Accelerated Alternating Minimization and Adaptability to Strong Convexity

Nazarii Tupitsa

Published 2020-06-16Version 1

In the first part of the paper we consider accelerated first order optimization method for convex functions with $L$-Lipschitz-continuous gradient, that is able to automatically adapts to problems which satisfies Polyak-{\L}ojasiewicz condition or which is strongly convex with the value of parameter equal to $\mu$. In these cases method poses linear convergence with factor $\frac{\mu}{L}$, if $\mu$ is unknown. If the problem is strongly convex and $\mu$ is known, than the method possesses linear convergence with the factor $\sqrt{\frac{\mu}{L}}$. If that are not the cases, the method converges with a rate $O(1/k^2)$. The second part contains generalization of the method to the problems, that allows alternating minimization and proofs of the same asymptotic convergence rates.

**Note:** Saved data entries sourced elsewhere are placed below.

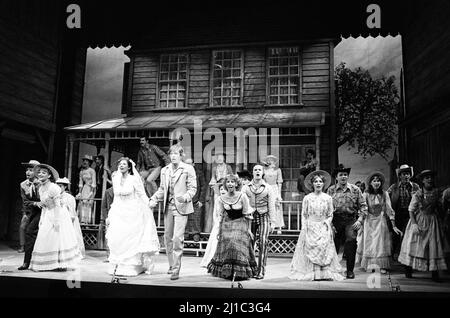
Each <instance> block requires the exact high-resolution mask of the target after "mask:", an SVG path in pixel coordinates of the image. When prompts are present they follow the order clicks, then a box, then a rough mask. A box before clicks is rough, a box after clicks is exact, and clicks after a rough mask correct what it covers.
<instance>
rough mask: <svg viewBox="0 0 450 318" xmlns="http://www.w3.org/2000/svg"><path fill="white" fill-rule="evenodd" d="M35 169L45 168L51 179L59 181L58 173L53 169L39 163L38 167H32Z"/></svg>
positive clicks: (54, 168)
mask: <svg viewBox="0 0 450 318" xmlns="http://www.w3.org/2000/svg"><path fill="white" fill-rule="evenodd" d="M34 168H35V169H39V168H45V169H47V170H48V171H50V174H51V175H52V177H53V179H55V180H58V179H59V173H58V171H56V169H55V168H53V167H52V166H50V165H48V164H45V163H40V164H38V165H36V166H35V167H34Z"/></svg>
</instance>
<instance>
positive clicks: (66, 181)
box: [55, 177, 70, 185]
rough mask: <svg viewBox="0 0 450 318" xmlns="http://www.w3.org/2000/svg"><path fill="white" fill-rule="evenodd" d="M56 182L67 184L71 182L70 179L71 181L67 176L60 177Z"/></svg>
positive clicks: (58, 183) (57, 182) (59, 183)
mask: <svg viewBox="0 0 450 318" xmlns="http://www.w3.org/2000/svg"><path fill="white" fill-rule="evenodd" d="M55 183H57V184H67V185H69V184H70V181H69V179H67V178H66V177H64V178H59V179H58V180H56V182H55Z"/></svg>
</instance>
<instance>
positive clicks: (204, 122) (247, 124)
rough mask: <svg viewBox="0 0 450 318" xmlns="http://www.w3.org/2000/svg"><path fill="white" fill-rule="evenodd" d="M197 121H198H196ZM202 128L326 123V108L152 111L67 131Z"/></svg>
mask: <svg viewBox="0 0 450 318" xmlns="http://www.w3.org/2000/svg"><path fill="white" fill-rule="evenodd" d="M194 121H196V122H194ZM197 122H198V123H200V124H201V128H202V129H205V128H228V127H230V128H239V127H242V128H244V129H245V128H248V127H254V128H258V127H267V128H276V127H280V128H282V127H316V126H321V125H324V124H325V113H324V112H306V111H291V112H274V111H267V110H266V111H261V112H257V111H255V110H253V111H252V110H242V111H227V112H220V113H208V114H205V113H202V114H191V113H190V114H186V113H181V114H180V113H151V114H147V115H145V116H130V117H122V118H120V117H119V118H112V119H106V120H101V121H96V122H90V123H84V124H81V125H76V126H70V127H66V128H65V130H66V131H67V132H100V131H116V130H120V131H132V130H161V129H163V130H165V129H168V130H171V129H175V128H177V127H185V128H187V129H193V128H194V123H197Z"/></svg>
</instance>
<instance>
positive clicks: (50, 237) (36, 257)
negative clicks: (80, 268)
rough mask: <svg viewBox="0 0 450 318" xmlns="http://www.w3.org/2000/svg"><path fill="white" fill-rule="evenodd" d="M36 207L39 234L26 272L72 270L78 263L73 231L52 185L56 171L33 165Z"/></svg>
mask: <svg viewBox="0 0 450 318" xmlns="http://www.w3.org/2000/svg"><path fill="white" fill-rule="evenodd" d="M36 169H37V177H38V179H39V181H40V183H41V186H40V187H39V198H40V200H41V201H40V206H41V207H42V213H41V219H40V222H39V232H38V234H37V238H36V243H35V244H34V249H33V254H32V257H31V264H30V269H31V270H34V271H48V270H55V269H59V270H61V269H67V268H73V267H75V266H76V265H77V263H78V262H79V261H80V260H81V253H80V249H79V246H78V241H77V237H76V234H75V230H74V228H73V225H72V221H71V219H70V214H69V212H68V211H67V210H66V209H64V208H63V207H62V205H61V189H60V187H59V186H57V185H56V184H55V183H54V182H55V181H56V180H58V179H59V175H58V172H57V171H56V170H55V169H54V168H53V167H52V166H50V165H46V164H39V165H37V166H36Z"/></svg>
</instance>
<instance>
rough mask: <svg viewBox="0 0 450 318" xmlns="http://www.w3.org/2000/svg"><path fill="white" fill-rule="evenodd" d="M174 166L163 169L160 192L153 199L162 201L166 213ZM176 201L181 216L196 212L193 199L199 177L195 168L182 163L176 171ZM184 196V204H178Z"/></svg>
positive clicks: (195, 191)
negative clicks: (197, 178) (178, 200)
mask: <svg viewBox="0 0 450 318" xmlns="http://www.w3.org/2000/svg"><path fill="white" fill-rule="evenodd" d="M171 171H172V164H168V165H167V166H165V167H164V168H162V169H161V183H160V186H159V188H158V190H157V191H156V192H155V194H154V195H153V196H152V197H151V199H150V200H152V201H154V202H155V201H162V202H163V211H164V213H166V205H167V203H168V202H167V201H168V197H169V184H170V172H171ZM173 189H174V199H175V200H174V201H175V207H176V208H177V211H178V212H179V213H180V214H183V215H187V214H190V213H193V212H194V206H193V204H192V198H193V197H194V196H195V193H196V192H197V177H196V175H195V169H194V167H193V166H191V165H188V164H186V163H184V162H180V164H179V167H178V169H177V170H176V171H175V184H174V186H173ZM179 196H182V197H183V199H184V202H178V200H177V199H176V198H177V197H179Z"/></svg>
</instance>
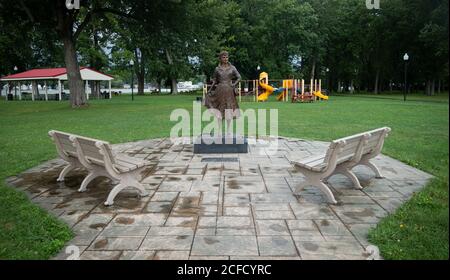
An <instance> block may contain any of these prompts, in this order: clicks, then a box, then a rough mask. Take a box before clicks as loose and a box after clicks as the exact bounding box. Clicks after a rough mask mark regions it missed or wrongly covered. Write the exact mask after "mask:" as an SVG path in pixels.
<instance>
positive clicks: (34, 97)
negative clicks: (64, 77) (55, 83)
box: [31, 81, 39, 100]
mask: <svg viewBox="0 0 450 280" xmlns="http://www.w3.org/2000/svg"><path fill="white" fill-rule="evenodd" d="M31 86H32V87H33V88H32V91H31V94H32V95H33V96H34V99H35V100H39V85H38V83H37V81H32V82H31Z"/></svg>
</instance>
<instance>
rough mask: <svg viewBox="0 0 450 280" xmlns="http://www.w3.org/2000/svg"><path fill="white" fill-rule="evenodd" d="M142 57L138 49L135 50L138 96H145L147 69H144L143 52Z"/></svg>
mask: <svg viewBox="0 0 450 280" xmlns="http://www.w3.org/2000/svg"><path fill="white" fill-rule="evenodd" d="M139 53H140V56H139V55H138V49H137V48H135V49H134V57H135V61H136V68H135V70H136V71H135V72H136V78H137V80H138V81H137V82H138V95H144V85H145V67H144V54H143V53H142V52H139Z"/></svg>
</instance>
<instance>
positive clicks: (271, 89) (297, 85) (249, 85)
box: [203, 72, 329, 103]
mask: <svg viewBox="0 0 450 280" xmlns="http://www.w3.org/2000/svg"><path fill="white" fill-rule="evenodd" d="M275 84H278V85H279V87H276V86H275ZM210 87H211V85H208V84H205V85H204V86H203V100H204V99H205V97H206V93H207V92H208V89H209V88H210ZM237 89H238V90H237V94H236V98H237V99H238V102H243V101H249V102H265V101H267V100H268V99H269V96H270V95H272V94H276V95H277V97H276V98H277V100H278V101H284V102H287V101H289V100H291V102H292V103H296V102H301V103H303V102H314V101H317V100H328V98H329V97H328V96H327V95H326V94H325V93H324V92H323V91H322V80H317V79H315V80H313V79H311V80H310V84H309V85H308V84H305V80H298V79H285V80H269V74H268V73H266V72H262V73H260V75H259V79H258V80H241V81H240V82H239V84H238V87H237Z"/></svg>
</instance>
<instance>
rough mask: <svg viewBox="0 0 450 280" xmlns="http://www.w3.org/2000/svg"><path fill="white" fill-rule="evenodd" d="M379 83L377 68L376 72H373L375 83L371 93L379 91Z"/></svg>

Also it is considered the approach called Adaptive Catalyst, which allows to increase convergence rate up to $O(1/k^2)$ and also it is provided an experimental comparison of the approach with AGM, Alternating AGM, APDAGD and Sinkhorn's algorithm for the dual problem to the discrete entropically regularized optimal transport problem. The result of the work is the attempt to explain the reason why Alternating AGM converge faster than AGM or Adaptive Catalyst despite of the asymptotic theoretical rate $O(1/k^2)$. The hypothesis relies on the fact that Alternating AGM adapts to strong convexity. The hypothesis was tested on quadratic functions, on that Alternating AGM also showed faster convergence.